(November 1, 2021 at 3:19 am)onlinebiker Wrote:(November 1, 2021 at 2:04 am)Oldandeasilyconfused Wrote: Indeed.
Here we often say' Jimbo', or 'Davo" for David or perhaps 'Pauly', long before mafia flicks.
I had a terrific nick name which I had from grade seven until I left school. I was called "Deadly" or 'Dead' for short by my intimate friends. It was Mr deadly by the school principal who thought he was funny. He was uniquely of that opinion.. School boys have merciless wits, with a good sense of irony. All I'm saying is that my nick name was the result of an incident at cricket. Nobody was killed or even injured, except from laughing.
I often wonder what my old doctor' s nicknames might have been - but I never asked Dr Carrion before he retired....
It would have been funny if he had chosen pathology instead of family medicine.

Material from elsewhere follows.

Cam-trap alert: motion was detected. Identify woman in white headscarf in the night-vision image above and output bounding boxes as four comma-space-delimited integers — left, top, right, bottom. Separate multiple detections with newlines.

While I was in the army, in Malaysia, Our MO's nickname was "Doctor Death". He misdiagnosed two blokes and they died. Not really his fault. My ailments have the same symptoms, even the same syndromes. Doctors will take note of where they are (climate etc) and the age and general health of the patient. The doc wasn't expecting a fit 23 year old soldier to have a heart disease, but he did and died. Another bloke, pretty similar had pneumonia and he died.. Who'd have thunk.

Takes a special kind of person to enter a profession where their name will be ironic/humorous. Can't work out if it's a matter of compete insensitivity, ignorance or stunning level of self confidence. While I was visiting the Philippines in 1979, the senior Catholic prelate was Cardinal Jaime Sin.